Embedded course model provides unique way to study abroad
The Learning Abroad Center on campus provides a variety of embedded programs for students of all majors.
“We work with a local travel agent and build a group flight so everyone can travel together with their professor,” Lindsey Lahr, assistant director of the Learning Abroad Center, said.
Students in these programs have to pay a program fee to cover the costs of going abroad. Tuition is billed the same way as a typical on-campus degree program, with the expectation of students taking a full-time courseload over a semester, according to Lahr.
Students receive credit for these courses for the semester, as in a typical on-campus degree program, Lahr said.
The embedded course model provided opportunities for students who could not commit to a semester-long or extended program to study abroad. Lahr said some students are unable to commit to a semester-long or extended program due to their jobs or family commitments.
“Students can still get that study abroad experience while also working toward their degree or making money or family commitments,” Lahr said. “This embedded model is becoming more popular because pedagogically, it is nice for students to have the class time and the abroad component.”
The Learning Abroad Center works with different organizations in different countries, helping students and professors once they arrive in a country. Fundación CIMAS de Ecuador is the Ecuador-based organization that hosted the AHS class and helped the class visit various clinics in the country.
“We met with the staff and physicians and other health care professionals to learn about how they integrate Indigenous health practices alongside modern clinical care,” Laura Fyfe, co-instructor of AHS 3004, said.
Instructors and students reflect on the experience
Rahma Ali, a second-year biology, society and environment major, is a student in the class. She said going to Ecuador made her feel like she was back in her home country of Somalia because of the country’s strong emphasis on community.
“They are very welcoming, they welcome you to their environments, their homes, their restaurants, and even though a majority of us didn’t speak Spanish really well, we were still able to understand and communicate,” Ali said.

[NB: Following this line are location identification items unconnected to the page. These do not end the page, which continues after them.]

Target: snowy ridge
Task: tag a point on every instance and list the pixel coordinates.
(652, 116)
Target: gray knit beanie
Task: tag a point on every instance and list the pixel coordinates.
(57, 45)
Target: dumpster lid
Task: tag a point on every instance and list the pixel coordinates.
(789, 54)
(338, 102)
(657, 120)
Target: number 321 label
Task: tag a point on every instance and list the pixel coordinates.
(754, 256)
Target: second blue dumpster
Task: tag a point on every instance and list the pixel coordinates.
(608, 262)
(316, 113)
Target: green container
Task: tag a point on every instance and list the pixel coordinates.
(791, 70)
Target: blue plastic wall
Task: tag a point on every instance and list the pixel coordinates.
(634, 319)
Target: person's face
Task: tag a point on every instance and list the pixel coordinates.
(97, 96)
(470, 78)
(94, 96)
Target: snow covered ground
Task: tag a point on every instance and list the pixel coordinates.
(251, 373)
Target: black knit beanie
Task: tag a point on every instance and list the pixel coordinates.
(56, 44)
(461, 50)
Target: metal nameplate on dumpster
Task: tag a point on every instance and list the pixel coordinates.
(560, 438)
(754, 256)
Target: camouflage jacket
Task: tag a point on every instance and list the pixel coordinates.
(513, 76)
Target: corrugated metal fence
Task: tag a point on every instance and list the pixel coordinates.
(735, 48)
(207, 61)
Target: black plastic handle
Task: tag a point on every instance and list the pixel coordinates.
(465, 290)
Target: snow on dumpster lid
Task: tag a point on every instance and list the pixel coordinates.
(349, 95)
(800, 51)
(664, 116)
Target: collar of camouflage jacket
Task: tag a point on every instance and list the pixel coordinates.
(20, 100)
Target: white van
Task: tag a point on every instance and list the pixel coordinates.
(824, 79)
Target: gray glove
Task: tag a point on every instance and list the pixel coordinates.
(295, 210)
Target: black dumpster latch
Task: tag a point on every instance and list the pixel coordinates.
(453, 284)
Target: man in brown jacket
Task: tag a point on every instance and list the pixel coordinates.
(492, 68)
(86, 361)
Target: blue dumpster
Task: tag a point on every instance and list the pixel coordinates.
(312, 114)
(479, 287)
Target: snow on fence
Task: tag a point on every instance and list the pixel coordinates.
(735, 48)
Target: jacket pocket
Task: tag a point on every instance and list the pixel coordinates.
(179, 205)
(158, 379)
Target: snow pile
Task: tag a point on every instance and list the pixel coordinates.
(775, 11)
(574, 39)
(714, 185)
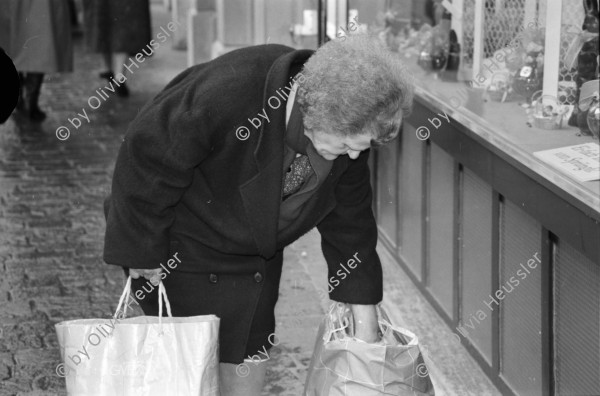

Ali said learning about Ecuador and its health care system before the trip allowed the class to quickly make observations about their learning without having to ask too many basic questions.
“We went to a lot of different hospitals and we needed to understand everything we heard so we could bring back that information for our class and for our final project,” Ali said.
Students were separated into groups and tasked with making observations that fit with a cross-cultural sustainable development goal, such as hunger or poverty in Ecuador compared to Minnesota, according to Fyfe.
“We’re all at different stages in our ability to relate with different cultures and to understand our own culture,” Dana Lovold, co-instructor of the class, said. “We try to facilitate that process while we’re abroad because we find that it’s really critical to getting a lot of meaning from the experience.”
Emphasizing the importance of learning about other cultures
Lovold wanted students to make connections between their own life experiences and their learning in the class from a health and cultural perspective.
“By throwing culture into the mix, we can start to understand how that is essential to addressing some of these complex and emergent health issues that were faced not only in Minnesota but globally,” Lovold said.
For Ali, the biggest takeaway from participating in the embedded course model is being flexible with scheduling and not having expectations about what the cultural experience should look like.
“When the instructors shared that it’s important to go in with an open perspective, I really took that seriously because this is a country I haven’t been to and a culture I haven’t learned much about,” Ali said. “With expectations [of what the experience would look like], I don’t think I would’ve had the same experience.”